La abuela Carmen se sienta a tomar mate en el
balcón de su departamento en Playa Varese. Se acomoda en el BKF de lona naranja
y escucha la radio mientras mira con atención a la gente que pasea por la
costa. Cuando algo le llama su atención, lo dice en voz alta. Llaman su
atención los distintos tipos de perros que la gente pasea y si combinan con sus
dueños. Dice que no todos son para cualquiera, que cada uno tiene que saber qué
es lo que queda bien con uno, para no confundir a la gente. “Ese, por ejemplo,
mirá lo pretencioso, alguien le tiene que avisar”. Mi madre sale a mirar y la
abuela lo señala. La abuela tiene un perro llamado Pelé. Le pusieron así porque
con mi abuelo eran fanáticos de Brasil, todos los veranos vacacionaban en
Florianópolis y volvían ultrabonceados y elásticos. En uno de esos viajes
compraron este perro, un doberman pincher, que es como un doberman pigmeo, del
tamaño de una botella.
Cuando empieza a hacer un poco de frío la
abuela se levanta, va a la cocina y prepara la comida de Pelé, zapallo con
carne picada. Después se sirve Gancia en un vasito y vuelve al living. Al día
siguiente nuestros padres se van de viaje y a la abuela le toca cuidar de
nosotros (mi hermano Tomás y yo).
En esos días con Tomás miramos la televisión,
jugamos tirados en la alfombra. La abuela nos muestra hojas viejas en las que
practicaba caligrafía cuando era joven y nos pone unas hojas para que lo
intentemos. En un portarretratos están ella y mi abuelo, cuando todavía estaba
vivo, ella tiene una bikini azul de bordes blancos, no tiene nada de tetas, y
un pareo le rodea la cintura. El abuelo Darío también tenía una figura
espectacular y en esta foto tiene una zunga roja. Ambos brillan al sol de una
playa brasilera y abajo hay un letrero con pescaditos azules que dice “Buzios”.
Cuando ella me ve mirar las fotos, señala una en que aparece junto a su hermana
Tati, me cuenta que Tati siempre tuvo los dientes torcidos pero que eso no le
impidió conseguir novio porque era muy carismática. Compensaba.
Reviso los cajones y encuentro más fotos. Me
guardo dos: en la primera, la abuela aparece al fondo del cumpleaños de Tomi,
en el centro de la foto los nenes quedaron estáticos mientras corrían, y por
atrás pasa ella vestida de cuero negro. Botitas, pantalón y campera. Lo único
que no es de cuero parece ser el sweater. También tiene anteojos negros puestos
como vincha y el pelo bastante gris atado con un gancho. La otra foto es de una
fiesta de disfraces: mamá está disfrazada de varón; papá, de odalisca; mi tía,
de palmera; mi primo se disfrazó de robot y la abuela Carmen, de puta. Al lado de
ella está el abuelo Darío disfrazado de abuela.
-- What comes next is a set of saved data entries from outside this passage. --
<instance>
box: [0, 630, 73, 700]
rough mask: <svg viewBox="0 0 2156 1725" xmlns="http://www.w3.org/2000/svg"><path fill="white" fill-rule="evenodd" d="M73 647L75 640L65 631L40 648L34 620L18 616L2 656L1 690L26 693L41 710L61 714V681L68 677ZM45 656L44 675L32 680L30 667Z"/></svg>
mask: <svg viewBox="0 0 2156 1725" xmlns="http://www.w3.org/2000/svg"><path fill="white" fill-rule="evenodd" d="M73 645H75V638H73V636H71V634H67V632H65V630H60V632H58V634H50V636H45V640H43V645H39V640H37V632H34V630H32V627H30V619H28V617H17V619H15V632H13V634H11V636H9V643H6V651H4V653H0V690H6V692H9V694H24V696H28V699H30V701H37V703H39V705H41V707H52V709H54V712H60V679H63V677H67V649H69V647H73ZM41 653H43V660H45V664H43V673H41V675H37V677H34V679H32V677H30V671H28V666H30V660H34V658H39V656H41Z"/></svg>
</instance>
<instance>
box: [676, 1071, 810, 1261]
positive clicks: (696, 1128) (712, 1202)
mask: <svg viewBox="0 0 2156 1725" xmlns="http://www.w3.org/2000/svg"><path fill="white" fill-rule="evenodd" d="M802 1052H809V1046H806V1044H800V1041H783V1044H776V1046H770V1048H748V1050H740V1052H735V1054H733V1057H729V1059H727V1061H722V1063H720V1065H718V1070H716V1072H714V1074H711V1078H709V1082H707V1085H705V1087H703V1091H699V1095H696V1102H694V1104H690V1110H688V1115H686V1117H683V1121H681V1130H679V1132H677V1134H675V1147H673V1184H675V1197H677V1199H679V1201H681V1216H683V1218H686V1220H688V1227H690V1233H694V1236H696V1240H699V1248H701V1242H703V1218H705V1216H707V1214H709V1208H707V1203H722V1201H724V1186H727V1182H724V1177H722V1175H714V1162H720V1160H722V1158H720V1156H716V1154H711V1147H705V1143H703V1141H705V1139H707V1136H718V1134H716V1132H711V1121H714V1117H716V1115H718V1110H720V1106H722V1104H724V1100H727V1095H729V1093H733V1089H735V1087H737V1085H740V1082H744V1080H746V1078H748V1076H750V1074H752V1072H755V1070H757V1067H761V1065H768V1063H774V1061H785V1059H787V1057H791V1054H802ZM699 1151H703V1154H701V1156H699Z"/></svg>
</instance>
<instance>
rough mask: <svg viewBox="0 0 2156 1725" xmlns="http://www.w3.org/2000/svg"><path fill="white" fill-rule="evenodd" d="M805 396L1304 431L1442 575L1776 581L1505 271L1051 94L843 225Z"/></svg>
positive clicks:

Un día nos pusimos inquietos y la abuela nos
sacó a pasear. Hace mucho frío, caminamos por la costa con camperas infladas. Cuando
pasamos por Manolo pedimos churros pero ella dice que mejor tomamos algo en la
confitería La Boston que sirven unas cosas riquísimas. Cuando llegamos, vemos
que hay muchas tortas expuestas en el mostrador, algunas ya partidas y otras
enteras, en esas el interior es una sorpresa. Tomi se queda embobado mirando
una de tres pisos, de chocolate y crema, y pide dos porciones. La abuela se ríe
y le dice al chico que las sirve: “si el nene explota no es mi culpa, lo juntan
ustedes”.
Cuando volvemos al departamento, la abuela se
va a bañar y Tomi me llama desde la cocina. Me dice que mire, agarra la correa
del pigmeo Pelé, lo levanta y gira en su propio eje haciendo volar al perro en
círculos. Cuando se detiene y afloja la correa, Pelé camina borracho. Lo hace
dos veces más y cuando escuchamos que la abuela abre la puerta del baño salimos
corriendo a nuestros puestos en el sillón. Ella dice que hoy no se cena, y que
le parece que mamá nos sobrealimenta. Cuando nos vamos a dormir, Tomi se asoma
desde arriba de la cucheta y me pregunta cuántas vueltas será necesario darle a
Pelé para que se parezca a esos borrachos que no se pueden levantar.